La prima cosa che avevo perso a poker: ora quella depressione mi serviva da appiglio per potermi issare e uscire da li senza cappottarmi. Tirandomi su con le braccia mi misi a sedere sul finestrino, con ormai solo le gambe nell'abitacolo. Prego che l'ora d'aria che permetteva l'apertura dei finestrini non finisse in quel momento: tutti i veicoli erano progettarsi per sigillarsi non appena lo smog raggiungeva livelli critici. Il che voleva dire trovarsi con le gambe amputate da una ghigliottina ascendente di vetro rinforzato. Evviva la sicurezza!

 

Con un colpo di reni salto finalmente fuori dal veicolo. Ora ero libero di correre veloce come il vento fuori da quel posto del cazzo, magari trovare un agente e tornare in forze per rompere le gambe a chi mi aveva voluto giocare questo scherzetto.

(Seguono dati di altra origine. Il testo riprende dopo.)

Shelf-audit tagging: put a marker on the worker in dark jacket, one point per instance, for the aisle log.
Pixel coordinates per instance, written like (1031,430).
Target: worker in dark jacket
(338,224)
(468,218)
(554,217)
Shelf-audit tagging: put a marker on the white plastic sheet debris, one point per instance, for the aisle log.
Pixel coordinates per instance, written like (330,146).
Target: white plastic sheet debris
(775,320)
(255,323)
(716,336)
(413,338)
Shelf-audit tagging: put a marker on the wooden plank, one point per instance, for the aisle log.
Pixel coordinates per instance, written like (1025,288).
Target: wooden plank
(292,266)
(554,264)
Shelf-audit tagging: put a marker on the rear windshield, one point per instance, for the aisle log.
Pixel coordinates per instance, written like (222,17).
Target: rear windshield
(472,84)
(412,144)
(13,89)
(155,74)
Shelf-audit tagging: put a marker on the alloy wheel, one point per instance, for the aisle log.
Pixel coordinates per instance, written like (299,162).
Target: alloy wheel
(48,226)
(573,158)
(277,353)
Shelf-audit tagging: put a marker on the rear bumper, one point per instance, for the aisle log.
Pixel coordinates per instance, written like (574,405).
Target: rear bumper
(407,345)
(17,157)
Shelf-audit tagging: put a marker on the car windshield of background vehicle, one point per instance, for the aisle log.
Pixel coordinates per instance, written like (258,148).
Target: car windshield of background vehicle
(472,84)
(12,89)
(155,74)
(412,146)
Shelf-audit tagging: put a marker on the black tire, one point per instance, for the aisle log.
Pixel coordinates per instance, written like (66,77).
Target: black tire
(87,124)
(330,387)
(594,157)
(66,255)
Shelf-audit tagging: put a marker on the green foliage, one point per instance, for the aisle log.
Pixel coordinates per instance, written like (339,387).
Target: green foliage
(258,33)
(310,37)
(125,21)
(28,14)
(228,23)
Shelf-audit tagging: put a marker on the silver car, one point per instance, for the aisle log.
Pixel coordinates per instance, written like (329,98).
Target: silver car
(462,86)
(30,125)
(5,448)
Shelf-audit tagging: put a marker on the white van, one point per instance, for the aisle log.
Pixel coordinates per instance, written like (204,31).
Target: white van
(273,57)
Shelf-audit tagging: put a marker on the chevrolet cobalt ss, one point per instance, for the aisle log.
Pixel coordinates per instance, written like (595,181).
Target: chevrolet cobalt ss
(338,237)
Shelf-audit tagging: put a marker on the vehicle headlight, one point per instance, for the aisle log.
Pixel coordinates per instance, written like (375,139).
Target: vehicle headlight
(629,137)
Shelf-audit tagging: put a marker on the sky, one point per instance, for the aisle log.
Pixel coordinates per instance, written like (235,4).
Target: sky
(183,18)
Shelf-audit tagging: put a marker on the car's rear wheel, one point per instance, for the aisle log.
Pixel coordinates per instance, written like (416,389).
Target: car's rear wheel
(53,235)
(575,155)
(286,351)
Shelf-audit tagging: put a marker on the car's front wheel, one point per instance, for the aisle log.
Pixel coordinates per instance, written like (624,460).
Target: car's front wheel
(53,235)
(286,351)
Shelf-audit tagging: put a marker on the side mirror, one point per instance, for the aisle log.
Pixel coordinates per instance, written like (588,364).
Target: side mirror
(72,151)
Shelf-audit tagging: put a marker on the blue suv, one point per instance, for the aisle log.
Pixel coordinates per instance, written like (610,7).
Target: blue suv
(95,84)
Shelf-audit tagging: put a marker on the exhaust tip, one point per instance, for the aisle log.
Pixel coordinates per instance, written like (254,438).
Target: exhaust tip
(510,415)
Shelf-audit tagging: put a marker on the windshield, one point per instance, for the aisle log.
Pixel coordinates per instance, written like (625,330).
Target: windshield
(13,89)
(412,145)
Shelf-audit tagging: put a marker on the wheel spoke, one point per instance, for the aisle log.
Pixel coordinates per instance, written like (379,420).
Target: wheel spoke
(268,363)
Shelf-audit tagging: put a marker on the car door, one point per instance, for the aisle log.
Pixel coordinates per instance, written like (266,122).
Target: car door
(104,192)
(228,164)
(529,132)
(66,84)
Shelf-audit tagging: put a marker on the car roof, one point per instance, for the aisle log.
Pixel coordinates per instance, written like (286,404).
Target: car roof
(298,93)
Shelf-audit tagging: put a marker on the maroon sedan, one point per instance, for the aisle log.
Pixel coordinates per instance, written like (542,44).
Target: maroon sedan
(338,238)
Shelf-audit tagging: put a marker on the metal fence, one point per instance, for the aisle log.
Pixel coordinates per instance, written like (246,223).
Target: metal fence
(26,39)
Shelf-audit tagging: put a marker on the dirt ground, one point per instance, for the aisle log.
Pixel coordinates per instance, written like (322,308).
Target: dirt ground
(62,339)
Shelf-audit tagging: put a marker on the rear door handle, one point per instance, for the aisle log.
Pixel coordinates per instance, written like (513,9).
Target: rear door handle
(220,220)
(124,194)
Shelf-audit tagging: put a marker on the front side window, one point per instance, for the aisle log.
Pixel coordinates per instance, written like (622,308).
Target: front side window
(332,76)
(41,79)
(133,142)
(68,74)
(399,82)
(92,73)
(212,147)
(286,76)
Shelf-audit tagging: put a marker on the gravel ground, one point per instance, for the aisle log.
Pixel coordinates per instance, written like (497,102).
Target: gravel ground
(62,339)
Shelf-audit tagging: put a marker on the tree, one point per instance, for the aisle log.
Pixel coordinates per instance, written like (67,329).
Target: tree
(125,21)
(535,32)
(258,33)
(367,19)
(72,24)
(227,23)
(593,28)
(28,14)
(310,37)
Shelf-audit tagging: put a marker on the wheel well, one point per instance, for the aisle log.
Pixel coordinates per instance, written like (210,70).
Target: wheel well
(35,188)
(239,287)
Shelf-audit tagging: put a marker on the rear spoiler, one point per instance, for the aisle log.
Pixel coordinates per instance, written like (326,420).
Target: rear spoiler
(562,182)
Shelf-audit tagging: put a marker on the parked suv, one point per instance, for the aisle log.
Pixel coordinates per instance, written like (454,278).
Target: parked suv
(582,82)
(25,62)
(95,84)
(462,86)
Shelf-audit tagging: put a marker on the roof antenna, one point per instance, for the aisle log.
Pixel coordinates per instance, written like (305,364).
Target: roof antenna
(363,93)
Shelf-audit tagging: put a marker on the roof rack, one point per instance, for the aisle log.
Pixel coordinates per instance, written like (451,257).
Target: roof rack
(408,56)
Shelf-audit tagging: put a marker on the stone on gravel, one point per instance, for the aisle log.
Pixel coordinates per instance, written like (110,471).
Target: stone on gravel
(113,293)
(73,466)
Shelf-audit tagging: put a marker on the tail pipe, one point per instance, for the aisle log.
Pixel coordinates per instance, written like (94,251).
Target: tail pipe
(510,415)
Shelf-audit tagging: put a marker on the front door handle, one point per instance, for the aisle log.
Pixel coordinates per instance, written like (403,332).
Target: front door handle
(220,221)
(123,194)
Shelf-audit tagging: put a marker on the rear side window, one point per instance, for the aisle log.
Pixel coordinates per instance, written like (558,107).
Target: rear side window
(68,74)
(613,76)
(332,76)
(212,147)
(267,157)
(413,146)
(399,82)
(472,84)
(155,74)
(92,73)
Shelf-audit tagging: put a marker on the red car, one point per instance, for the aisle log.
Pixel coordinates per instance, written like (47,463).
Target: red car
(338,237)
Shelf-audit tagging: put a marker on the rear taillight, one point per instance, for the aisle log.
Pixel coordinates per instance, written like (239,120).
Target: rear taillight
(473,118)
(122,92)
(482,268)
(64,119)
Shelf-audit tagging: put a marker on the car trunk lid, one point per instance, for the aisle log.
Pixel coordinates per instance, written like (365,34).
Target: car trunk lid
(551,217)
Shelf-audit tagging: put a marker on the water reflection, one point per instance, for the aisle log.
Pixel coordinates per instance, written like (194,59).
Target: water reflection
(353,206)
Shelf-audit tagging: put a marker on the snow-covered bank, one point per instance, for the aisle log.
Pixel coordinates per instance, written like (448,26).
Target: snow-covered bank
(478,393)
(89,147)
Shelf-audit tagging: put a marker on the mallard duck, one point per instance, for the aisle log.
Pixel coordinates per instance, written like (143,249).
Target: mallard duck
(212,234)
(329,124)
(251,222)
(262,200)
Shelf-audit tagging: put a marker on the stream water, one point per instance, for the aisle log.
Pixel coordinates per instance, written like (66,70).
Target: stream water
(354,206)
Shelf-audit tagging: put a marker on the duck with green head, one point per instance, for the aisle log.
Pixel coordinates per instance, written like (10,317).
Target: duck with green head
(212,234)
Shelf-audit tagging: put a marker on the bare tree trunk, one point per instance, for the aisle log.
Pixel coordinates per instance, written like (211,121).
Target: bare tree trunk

Eppure... la curiosità era troppa. E sopratutto, non ero sicuro di volermi affidare a uno di quegli stessi agenti che mi avevano appena fatto perdere il lavoro e, di fatto, messo in quella condizione.

No, niente camice di seta, almeno oggi.

Sopratutto, dovevo trovare chi aveva disattivato Deb e costringerlo a manate a riattivarla.

 

Faccio il giro della vettura, notando con orrore come la parte anteriore fosse completamente sventrata.

 

Il mio taxi non era un gioiello di tecnologia. Anzi, era un vecchio modello 40, un poco modificato da me nel tempo libero, ma proprio a tempo perso. Lo scheletro interno è simile a quello di tutte le auto, le placche che ne costituiscono la carrozzeria sono rinforzate e testate antiurto, ovviamente gialle rigate di nero come ogni taxi dell'universo. Impiantato nel muso arrotondato stava il mainframe collegato alla Orizon, i miei ex datori di lavoro... che grazie a quello mantenevano il contatto con il veicolo. Non solo, attraverso quel processore, io potevo accedere a telefonate, dati, mappature... il tutto veniva elaborato da Deb.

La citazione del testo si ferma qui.